Un hospital público de México estrena quirófano híbrido con asistencia robótica
El quirófano permite realizar diagnóstico y cirugía en el mismo espacio, con apoyo de robots quirúrgicos, para agilizar la atención y reducir estancias hospitalarias.
Un hospital público en Ciudad de México ha inaugurado un quirófano híbrido inteligente: un espacio donde se puede diagnosticar y operar al paciente sin moverlo de sala, con apoyo de robots quirúrgicos (que asisten al cirujano con movimientos precisos) y equipos de imagen avanzada integrados. El objetivo es agilizar la atención, reducir traslados entre salas y mejorar los resultados clínicos.

Un hospital público en Ciudad de México ha puesto en marcha un quirófano híbrido inteligente, un espacio donde el equipo médico puede diagnosticar y operar a un paciente sin moverlo de sala. Según informó Wired en Español, el quirófano combina equipos de imagen avanzada (como escáneres y fluoroscopios, que permiten ver el interior del cuerpo en tiempo real durante la intervención) con instrumentos quirúrgicos convencionales y asistencia robótica, todo integrado en un mismo entorno.

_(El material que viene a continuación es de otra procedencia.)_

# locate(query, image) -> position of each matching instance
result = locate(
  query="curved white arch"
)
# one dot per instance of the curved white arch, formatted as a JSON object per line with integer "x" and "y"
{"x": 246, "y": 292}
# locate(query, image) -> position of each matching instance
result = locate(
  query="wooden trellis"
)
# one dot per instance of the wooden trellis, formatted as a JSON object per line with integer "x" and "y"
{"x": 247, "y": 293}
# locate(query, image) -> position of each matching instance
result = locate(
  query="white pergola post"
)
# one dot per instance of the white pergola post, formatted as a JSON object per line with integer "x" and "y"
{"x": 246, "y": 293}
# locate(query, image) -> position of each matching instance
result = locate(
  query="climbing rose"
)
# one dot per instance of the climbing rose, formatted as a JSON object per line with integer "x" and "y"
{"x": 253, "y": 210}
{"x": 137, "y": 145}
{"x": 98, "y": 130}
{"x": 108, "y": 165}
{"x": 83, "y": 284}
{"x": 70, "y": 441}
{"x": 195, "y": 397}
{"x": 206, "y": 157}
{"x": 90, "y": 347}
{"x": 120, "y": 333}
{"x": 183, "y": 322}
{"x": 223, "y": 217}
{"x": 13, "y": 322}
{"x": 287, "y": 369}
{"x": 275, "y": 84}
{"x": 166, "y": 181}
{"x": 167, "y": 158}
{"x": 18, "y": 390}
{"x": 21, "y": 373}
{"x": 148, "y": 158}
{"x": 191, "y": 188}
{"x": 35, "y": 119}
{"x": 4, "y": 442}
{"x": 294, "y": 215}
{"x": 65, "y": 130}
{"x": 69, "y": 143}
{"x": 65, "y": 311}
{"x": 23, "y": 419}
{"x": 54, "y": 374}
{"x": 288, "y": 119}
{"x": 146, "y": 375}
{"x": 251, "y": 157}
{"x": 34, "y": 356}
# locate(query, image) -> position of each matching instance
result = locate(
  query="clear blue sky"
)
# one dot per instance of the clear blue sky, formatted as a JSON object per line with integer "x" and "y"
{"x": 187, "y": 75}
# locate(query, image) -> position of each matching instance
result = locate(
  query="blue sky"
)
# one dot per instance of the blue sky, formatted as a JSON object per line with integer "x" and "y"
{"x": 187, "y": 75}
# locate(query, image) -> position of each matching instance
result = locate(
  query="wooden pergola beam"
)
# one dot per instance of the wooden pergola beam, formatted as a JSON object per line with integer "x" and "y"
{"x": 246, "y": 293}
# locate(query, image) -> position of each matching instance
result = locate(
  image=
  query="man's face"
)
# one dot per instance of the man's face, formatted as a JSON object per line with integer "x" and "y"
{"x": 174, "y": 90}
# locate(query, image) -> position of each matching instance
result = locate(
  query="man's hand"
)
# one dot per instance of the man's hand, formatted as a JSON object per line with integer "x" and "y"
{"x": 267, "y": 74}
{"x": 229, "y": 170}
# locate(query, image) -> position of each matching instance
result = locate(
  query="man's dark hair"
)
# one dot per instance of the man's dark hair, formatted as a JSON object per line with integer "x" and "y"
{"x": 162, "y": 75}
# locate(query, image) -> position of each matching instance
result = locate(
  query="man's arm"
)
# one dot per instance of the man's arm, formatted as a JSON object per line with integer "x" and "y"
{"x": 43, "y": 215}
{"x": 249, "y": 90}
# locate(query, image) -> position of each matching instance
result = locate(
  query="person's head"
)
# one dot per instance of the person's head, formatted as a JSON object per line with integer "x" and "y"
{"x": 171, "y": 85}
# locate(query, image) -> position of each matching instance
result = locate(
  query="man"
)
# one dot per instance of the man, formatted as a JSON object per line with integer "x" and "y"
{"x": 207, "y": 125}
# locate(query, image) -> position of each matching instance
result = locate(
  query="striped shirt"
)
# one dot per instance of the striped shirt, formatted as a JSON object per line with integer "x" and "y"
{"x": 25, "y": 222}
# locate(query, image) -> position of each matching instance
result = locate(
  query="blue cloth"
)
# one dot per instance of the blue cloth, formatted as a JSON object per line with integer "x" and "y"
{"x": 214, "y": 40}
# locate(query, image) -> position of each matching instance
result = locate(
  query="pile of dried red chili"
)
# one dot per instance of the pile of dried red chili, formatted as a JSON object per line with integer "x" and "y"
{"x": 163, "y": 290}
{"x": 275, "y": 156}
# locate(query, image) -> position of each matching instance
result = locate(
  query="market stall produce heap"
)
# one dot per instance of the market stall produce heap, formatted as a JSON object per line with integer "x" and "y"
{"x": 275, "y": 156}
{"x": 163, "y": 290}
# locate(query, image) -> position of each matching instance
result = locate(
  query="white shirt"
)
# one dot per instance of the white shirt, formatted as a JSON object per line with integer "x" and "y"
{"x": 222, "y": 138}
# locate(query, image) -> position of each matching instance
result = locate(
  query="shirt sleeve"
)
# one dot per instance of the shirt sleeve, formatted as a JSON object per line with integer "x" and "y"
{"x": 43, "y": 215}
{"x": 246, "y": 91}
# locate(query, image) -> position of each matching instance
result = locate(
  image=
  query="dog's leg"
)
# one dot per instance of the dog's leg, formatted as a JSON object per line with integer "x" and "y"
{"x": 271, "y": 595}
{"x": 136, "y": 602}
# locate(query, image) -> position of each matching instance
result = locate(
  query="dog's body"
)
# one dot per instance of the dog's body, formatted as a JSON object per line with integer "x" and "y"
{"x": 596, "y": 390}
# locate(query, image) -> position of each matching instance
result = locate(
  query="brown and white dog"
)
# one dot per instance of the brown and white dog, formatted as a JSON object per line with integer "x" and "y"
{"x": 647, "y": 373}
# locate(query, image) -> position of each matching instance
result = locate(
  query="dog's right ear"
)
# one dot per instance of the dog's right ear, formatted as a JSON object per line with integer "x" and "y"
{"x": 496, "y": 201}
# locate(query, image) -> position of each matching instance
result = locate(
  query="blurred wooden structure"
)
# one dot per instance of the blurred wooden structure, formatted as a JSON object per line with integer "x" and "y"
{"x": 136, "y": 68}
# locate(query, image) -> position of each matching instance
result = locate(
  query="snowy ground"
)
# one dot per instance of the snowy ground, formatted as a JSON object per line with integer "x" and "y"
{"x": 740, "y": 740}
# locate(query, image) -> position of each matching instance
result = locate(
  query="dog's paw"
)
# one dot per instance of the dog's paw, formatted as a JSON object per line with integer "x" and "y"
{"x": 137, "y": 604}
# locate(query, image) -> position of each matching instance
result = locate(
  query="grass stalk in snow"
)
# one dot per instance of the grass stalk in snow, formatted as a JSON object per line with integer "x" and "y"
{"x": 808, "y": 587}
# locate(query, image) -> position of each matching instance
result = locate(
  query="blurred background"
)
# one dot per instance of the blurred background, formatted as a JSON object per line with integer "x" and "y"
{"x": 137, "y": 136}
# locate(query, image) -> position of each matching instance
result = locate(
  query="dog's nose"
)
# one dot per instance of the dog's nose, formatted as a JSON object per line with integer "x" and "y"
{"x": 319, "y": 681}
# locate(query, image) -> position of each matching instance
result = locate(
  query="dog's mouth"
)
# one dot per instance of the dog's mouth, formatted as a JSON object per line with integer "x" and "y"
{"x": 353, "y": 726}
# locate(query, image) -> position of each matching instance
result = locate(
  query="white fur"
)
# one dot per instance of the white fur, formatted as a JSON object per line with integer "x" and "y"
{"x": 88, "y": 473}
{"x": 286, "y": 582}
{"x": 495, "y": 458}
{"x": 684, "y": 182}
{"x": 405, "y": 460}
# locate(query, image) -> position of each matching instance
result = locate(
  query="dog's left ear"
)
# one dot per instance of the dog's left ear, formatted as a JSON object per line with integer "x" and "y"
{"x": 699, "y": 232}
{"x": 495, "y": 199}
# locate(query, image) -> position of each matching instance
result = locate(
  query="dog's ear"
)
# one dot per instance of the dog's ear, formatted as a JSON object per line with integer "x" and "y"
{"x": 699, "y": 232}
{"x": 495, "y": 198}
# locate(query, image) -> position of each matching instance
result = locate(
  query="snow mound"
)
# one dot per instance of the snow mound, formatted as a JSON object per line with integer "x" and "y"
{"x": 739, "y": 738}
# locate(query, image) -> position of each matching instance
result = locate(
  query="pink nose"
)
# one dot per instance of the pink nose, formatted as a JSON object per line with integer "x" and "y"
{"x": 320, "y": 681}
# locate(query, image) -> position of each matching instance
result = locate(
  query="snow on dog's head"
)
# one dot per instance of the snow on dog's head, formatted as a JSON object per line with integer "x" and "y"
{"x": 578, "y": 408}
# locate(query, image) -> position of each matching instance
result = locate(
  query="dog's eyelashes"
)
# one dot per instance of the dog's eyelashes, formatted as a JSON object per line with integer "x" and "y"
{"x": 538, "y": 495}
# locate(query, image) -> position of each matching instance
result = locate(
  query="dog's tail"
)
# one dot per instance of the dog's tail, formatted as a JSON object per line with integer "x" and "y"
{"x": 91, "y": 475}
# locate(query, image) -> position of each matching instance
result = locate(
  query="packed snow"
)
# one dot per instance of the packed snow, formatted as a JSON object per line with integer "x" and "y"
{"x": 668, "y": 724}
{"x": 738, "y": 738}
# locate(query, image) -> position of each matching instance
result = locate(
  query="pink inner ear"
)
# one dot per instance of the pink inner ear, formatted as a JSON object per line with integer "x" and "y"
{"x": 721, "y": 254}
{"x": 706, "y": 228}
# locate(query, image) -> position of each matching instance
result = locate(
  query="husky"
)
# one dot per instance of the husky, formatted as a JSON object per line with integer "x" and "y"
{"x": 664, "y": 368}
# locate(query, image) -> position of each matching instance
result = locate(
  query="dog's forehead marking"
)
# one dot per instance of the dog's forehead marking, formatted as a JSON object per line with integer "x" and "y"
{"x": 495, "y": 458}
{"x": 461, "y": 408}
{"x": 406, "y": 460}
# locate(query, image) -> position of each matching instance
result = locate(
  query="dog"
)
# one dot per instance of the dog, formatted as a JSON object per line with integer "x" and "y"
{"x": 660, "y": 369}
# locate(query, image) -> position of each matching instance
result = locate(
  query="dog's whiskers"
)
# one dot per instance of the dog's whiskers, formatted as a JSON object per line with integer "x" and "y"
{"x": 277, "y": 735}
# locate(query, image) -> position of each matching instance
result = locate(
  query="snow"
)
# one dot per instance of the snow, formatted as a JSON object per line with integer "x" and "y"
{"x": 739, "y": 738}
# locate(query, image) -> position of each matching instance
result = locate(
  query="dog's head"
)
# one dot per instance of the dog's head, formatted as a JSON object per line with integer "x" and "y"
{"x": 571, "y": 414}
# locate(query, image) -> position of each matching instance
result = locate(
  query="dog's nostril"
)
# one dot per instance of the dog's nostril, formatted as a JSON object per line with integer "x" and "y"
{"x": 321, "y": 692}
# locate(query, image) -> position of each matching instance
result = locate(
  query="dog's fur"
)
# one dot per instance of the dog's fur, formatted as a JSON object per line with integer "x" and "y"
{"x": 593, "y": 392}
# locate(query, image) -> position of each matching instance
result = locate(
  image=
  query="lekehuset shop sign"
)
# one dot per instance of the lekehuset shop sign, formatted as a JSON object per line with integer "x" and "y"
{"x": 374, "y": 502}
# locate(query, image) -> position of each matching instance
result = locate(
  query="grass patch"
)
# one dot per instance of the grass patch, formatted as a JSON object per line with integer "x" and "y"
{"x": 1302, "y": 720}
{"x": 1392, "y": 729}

La idea central es reducir los tiempos de espera y el riesgo asociado al traslado de pacientes entre salas de diagnóstico y quirófano. En lugar de realizar una tomografía en un piso, llevar al paciente a cirugía en otro y después volver a radiología para confirmar el resultado, todo ocurre en el mismo lugar. Esto es especialmente útil en emergencias cardiovasculares o neurológicas, donde cada minuto cuenta.
El quirófano incluye brazos robóticos que asisten al cirujano durante la intervención (no operan de forma autónoma, sino que ejecutan movimientos precisos guiados por el médico). Estos sistemas permiten maniobras más delicadas y estables, reduciendo el temblor de la mano humana en procedimientos que requieren milimétrica precisión, como la colocación de stents (tubitos metálicos que mantienen abiertas arterias obstruidas) o la reparación de aneurismas.
El proyecto forma parte de un esfuerzo más amplio por modernizar la infraestructura hospitalaria pública en México, donde la saturación y los tiempos de espera son crónicos. Si la experiencia demuestra mejoras consistentes en los tiempos de recuperación y en la eficiencia del sistema, podría servir de modelo para otros centros públicos en el país y la región.
Aunque la tecnología es costosa (un quirófano híbrido puede superar el millón de dólares en equipamiento), el hospital argumenta que la inversión se justifica si logra reducir complicaciones, reingresos y estancias prolongadas, que también tienen un coste económico y humano elevado. Los primeros resultados se esperan en los próximos meses.